Am 1. Juli 2021 veröffentlichte die OECD Leitlinien für die künftige Besteuerung von grossen, international tätigen Unternehmen. Ihr Ziel: die Festlegung multinationaler Massnahmen auf der Grundlage eines Konsenses und die Vermeidung eines Gewirres einseitiger nationaler Vorschriften.

Die neuen Vorschriften beruhen auf zwei Säulen.

Die erste Säule zielt darauf ab, eine gerechtere Verteilung der Gewinne und der Besteuerungsrechte multinationaler Grosskonzerne zwischen den Ländern zu erreichen. Diese Säule basiert auf einer Änderung der Gewinnverteilung und der Kriterien für die Steuerpflicht sowie der Besteuerung auch ohne physische Präsenz auf dem Markt (Übertragung der Besteuerungsrechte auf die Marktstaaten).

Konkret: Unternehmen mit über 20 Milliarden Euro Jahresumsatz und über 10 Prozent Gewinnmarge müssen einen Teil ihres Gewinns im Marktgebiet versteuern.

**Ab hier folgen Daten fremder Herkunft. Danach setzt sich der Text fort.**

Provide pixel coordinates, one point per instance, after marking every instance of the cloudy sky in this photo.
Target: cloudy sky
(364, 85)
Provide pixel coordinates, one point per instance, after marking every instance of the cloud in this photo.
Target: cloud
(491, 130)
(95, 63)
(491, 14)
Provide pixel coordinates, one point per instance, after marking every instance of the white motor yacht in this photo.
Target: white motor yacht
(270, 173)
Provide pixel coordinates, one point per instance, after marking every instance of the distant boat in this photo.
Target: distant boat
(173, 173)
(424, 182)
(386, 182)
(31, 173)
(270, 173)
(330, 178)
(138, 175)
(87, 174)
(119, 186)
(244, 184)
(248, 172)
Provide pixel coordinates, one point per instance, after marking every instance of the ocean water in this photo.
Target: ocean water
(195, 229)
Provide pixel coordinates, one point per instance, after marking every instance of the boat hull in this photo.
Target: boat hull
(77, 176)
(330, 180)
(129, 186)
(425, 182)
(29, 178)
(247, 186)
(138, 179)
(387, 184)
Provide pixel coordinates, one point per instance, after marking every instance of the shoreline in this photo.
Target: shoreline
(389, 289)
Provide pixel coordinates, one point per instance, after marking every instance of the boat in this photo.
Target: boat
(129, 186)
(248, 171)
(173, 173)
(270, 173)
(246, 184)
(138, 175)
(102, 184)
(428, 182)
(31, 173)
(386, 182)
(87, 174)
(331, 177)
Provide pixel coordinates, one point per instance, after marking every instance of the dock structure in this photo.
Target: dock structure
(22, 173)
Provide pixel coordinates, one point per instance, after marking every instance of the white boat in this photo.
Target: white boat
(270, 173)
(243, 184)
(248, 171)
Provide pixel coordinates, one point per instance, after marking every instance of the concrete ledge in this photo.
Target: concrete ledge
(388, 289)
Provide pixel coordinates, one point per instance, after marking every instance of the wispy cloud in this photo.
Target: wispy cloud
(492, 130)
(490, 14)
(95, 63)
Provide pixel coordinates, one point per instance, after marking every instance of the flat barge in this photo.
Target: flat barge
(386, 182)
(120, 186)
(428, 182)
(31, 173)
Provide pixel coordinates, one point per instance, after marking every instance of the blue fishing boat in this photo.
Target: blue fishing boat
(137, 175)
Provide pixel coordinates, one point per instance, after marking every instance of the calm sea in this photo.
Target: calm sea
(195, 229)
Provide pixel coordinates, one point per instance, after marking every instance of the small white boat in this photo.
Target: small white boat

In der Schweiz: Diese Massnahme dürfte nur eine sehr kleine Anzahl von Grossunternehmen mit Tochtergesellschaften in der Schweiz betreffen.

Die zweite Säule zielt darauf ab, den Wettbewerb bei der Gewinnsteuer zu regulieren, indem eine globale Mindeststeuer eingeführt wird, die die Länder zum Schutz ihrer Steuerbemessungsgrundlage anwenden können.

Konkret: Mindeststeuersatz von 15% für international tätige Unternehmen mit einem Jahresumsatz von über 750 Millionen Euro.

In der Schweiz: Rund 200 Unternehmen und eine beträchtliche Anzahl von Schweizer Tochtergesellschaften ausländischer Konzerne, die diese Umsatzgrenze überschreiten, sind davon betroffen. Aus innerstaatlicher Sicht haben zahlreiche Kantone als Folge der Steuerreform und der AHV- Finanzierung (STAF) einen kombinierten effektiven Steuersatz, der unter dem Mindestsatz von 15% liegt. In diesem Zusammenhang müssen die Schweizer Behörden möglicherweise die Steuersätze erneut erhöhen, um sie an die internationalen Empfehlungen anzupassen. 

Welche Position vertritt die Schweiz bei der Umsetzung der neuen OECD-Richtlinien?

Die Schweiz befürwortet die Einführung von multilateralen Lösungen.

Die Schweiz hat sich den Eckwerten trotz grosser Bedenken im Sinn der Weiterführung des Projekts und unter Bedingungen angeschlossen.

Sie hat ausdrücklich die folgenden Forderungen gestellt:

  1. Die Interessen kleiner, innovativer Länder sollen angemessen berücksichtigt werden bei der definitiven Ausgestaltung der Regeln;
  2. Bei der Umsetzung die nationalen Gesetzgebungsverfahren respektiert werden;
  3. Die neuen Regeln sollen von den Mitgliedsländern einheitlich angewendet werden;
  4. Bei der Mindestbesteuerung soll eine ausgewogene Lösung zwischen Steuersatz und Bemessungsgrundlage gefunden werden.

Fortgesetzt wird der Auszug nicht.